Define $k_{\max} = \max \left( \max_i \left( s_i - s_{i+1} \right), 0\right) $ and $k_{\max \text{sorted}} = \max \left( \max_i \left( \tilde{s}_i - \tilde{s}_{i+1} \right), 0\right) $ be the maximal decrease in consecutive elements.
Intuitively, $k_{\max \text{sorted}} < k_{\max} $. Any ideas how to prove it? (and how big is the gap between them?)
This isn't true. For instance, suppose your original sequence is in increasing order. Then $k_\max=0$, but $k_{\max \text{sorted}}>0$ unless all the terms are equal.
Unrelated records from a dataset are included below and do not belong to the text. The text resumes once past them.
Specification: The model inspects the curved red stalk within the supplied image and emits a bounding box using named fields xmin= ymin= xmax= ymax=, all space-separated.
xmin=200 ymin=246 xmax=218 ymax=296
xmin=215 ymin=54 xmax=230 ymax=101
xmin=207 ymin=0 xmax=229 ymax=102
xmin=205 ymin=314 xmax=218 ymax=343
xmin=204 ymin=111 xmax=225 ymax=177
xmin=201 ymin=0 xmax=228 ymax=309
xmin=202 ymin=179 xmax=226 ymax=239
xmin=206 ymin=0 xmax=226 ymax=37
However, it is true (with a $\leq$ instead of $<$) if you assume either the first or the last number is already sorted, i.e. either $s_1=\tilde{s}_1$ or $s_k=\tilde{s}_k$. Let us suppose $s_k=\tilde{s}_k$; the other case is similar. Suppose that $k_{\max \text{sorted}}=\tilde{s}_i-\tilde{s}_{i+1}>0$, and $\tilde{s}_i=s_j$. Let $m$ be maximal such that $s_m\geq s_j$. Note that $j\leq m<k$, since $s_k=\tilde{s}_k<\tilde{s}_i=s_j$. By maximality of $m$, $s_{m+1}<s_j$. Since $\tilde{s}_{i+1}$ comes immediately after $\tilde{s}_i$ in the sorted sequence, this means that $s_{m+1}\leq \tilde{s}_{i+1}$. Thus $s_m-s_{m+1}\geq s_j-\tilde{s}_{i+1}=\tilde{s}_i-\tilde{s}_{i+1}=k_{\max \text{sorted}}$. We conclude that $k_\max\geq s_m-s_{m+1}\geq k_{\max \text{sorted}}$.